During the event, he expects Member States to contribute to several initiatives, such as a new Casualty Tracking System, a Mental Health Strategy for uniformed personnel, and a Public Health Surveillance System.
Women and environment
Women, Peace, and Security, which has been a key focus of previous Ministerial meetings, will have a dedicated side event.
The Under-Secretary-General highlighted the “urgency” of accelerating this agenda, saying “gender parity is a non-negotiable priority, and it’s more than a numbers issue”.
“There is abundant evidence that shows how women’s participation improves peacekeeping performance”, he explained.
As reducing the carbon footprint of peacekeeping missions is a key environmental objective, Mr. Khare hopes to see Member States discuss opportunities to curtail its impact.
Under-Secretary-General Lacroix called on peacekeeping stakeholders to intensify efforts on conduct and discipline including on sexual exploitation and abuse. Despite efforts to end these grave violations, recent cases demonstrate the need to do much more, he added.
Under-Secretary-General for Management Strategy, Policy and Compliance Catherine Pollard pointed to efforts that would strengthen the accountability of peacekeepers.
Against the backdrop that the UN lives with the risk of sexual exploitation and abuse wherever it operates, she described it as “one of the most serious issues of accountability” for the Organization, adding that it is “a particularly insidious breach of trust to those we are mandated to serve and protect”.
Ms. Pollard said that the UN will recall to Member States, techniques to manage exploitation risks, including by training commanders who will be deployed in the field.

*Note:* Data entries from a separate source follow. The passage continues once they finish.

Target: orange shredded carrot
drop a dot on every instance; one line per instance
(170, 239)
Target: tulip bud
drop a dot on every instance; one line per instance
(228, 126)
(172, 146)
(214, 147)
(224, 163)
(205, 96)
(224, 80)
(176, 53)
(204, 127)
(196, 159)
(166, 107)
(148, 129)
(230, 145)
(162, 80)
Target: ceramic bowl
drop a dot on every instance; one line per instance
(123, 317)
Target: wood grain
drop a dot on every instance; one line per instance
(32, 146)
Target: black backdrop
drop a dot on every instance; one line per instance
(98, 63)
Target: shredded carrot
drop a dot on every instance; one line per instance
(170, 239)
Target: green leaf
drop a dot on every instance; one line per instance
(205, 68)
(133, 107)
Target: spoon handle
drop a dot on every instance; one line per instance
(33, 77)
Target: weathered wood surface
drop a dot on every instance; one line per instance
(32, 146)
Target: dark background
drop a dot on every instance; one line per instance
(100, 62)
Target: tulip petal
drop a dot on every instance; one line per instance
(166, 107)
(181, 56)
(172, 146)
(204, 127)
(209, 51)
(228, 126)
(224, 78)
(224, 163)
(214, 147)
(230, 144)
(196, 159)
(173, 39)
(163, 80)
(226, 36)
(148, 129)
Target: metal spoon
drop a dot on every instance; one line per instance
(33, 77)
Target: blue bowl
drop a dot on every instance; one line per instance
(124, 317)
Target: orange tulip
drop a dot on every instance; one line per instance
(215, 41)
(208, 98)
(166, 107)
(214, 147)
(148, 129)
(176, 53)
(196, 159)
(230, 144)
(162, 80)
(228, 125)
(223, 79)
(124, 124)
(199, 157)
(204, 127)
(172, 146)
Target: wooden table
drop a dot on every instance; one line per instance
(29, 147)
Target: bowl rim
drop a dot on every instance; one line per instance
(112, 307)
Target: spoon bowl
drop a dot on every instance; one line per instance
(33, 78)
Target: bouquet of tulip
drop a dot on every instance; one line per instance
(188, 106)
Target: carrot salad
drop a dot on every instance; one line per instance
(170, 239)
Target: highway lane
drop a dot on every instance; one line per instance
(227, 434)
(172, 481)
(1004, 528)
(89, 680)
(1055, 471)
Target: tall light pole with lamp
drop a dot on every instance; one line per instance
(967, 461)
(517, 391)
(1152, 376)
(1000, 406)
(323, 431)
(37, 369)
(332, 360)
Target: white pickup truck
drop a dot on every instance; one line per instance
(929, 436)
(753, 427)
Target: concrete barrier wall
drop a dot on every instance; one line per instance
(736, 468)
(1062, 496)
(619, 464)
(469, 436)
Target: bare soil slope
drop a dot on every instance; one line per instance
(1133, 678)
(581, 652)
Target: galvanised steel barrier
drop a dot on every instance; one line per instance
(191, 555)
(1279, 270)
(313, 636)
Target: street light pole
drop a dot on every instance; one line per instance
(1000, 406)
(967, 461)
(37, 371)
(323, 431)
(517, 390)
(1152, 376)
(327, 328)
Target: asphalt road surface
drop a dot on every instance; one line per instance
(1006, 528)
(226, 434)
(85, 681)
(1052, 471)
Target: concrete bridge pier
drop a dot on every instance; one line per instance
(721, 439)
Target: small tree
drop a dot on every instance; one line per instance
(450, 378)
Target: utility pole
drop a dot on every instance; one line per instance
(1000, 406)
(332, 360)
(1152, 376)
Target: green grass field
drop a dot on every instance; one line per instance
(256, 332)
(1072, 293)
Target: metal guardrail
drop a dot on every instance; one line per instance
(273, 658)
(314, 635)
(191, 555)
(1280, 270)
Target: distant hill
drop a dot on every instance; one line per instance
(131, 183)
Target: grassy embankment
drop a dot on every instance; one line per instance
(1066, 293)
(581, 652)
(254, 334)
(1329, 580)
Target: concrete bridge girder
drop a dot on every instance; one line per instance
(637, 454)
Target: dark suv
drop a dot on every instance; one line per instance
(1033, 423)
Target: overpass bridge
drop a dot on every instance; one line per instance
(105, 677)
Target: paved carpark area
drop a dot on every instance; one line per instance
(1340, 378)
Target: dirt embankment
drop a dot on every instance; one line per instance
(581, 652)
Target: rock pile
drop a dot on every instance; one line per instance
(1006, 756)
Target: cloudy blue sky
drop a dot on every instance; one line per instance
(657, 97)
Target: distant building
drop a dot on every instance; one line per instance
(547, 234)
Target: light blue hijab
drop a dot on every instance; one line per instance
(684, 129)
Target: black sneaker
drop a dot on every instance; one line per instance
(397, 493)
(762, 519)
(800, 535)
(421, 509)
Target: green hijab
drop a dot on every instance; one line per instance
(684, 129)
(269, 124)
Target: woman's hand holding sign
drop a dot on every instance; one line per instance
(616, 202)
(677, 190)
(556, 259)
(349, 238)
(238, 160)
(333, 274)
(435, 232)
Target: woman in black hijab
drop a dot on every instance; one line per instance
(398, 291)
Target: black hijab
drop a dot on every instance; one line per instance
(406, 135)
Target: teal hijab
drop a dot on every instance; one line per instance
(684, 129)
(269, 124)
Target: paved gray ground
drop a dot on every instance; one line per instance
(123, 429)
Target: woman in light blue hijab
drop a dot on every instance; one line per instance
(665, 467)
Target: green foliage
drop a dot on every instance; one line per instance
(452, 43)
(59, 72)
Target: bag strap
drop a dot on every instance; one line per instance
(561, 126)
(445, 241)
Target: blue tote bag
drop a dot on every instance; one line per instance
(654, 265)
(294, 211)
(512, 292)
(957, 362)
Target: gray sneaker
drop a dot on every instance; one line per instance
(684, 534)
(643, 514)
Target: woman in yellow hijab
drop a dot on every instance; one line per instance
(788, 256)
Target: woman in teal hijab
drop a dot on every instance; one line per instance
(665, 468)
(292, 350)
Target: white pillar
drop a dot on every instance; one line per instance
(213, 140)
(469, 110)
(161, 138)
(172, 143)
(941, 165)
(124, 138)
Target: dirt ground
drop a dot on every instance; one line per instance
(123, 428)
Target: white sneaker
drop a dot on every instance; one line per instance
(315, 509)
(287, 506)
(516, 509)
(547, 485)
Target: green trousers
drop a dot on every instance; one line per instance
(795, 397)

“We will particularly use the occasion of the Ministerial to advance our approach to addressing paternity and child support claims that arise from allegations of sexual exploitation and abuse, which are difficult claims with very human consequences”, she stated.
The event is a follow-up conference to the UN Leaders' Summit on Peacekeeping in 2015, which was co-hosted by former President of the United States Barack Obama and former UN Secretary-General Ban Ki-moon.
UN Peacekeeping helps countries torn apart by conflict to create conditions for lasting peace.
Its unique strengths include legitimacy, burden sharing, and an ability to deploy and sustain troops and police from around the globe – integrating them with civilian peacekeepers to advance multidimensional mandates.
Over the past 70 years, more than one million men and women have served under the UN flag in more than 70 UN peacekeeping operations.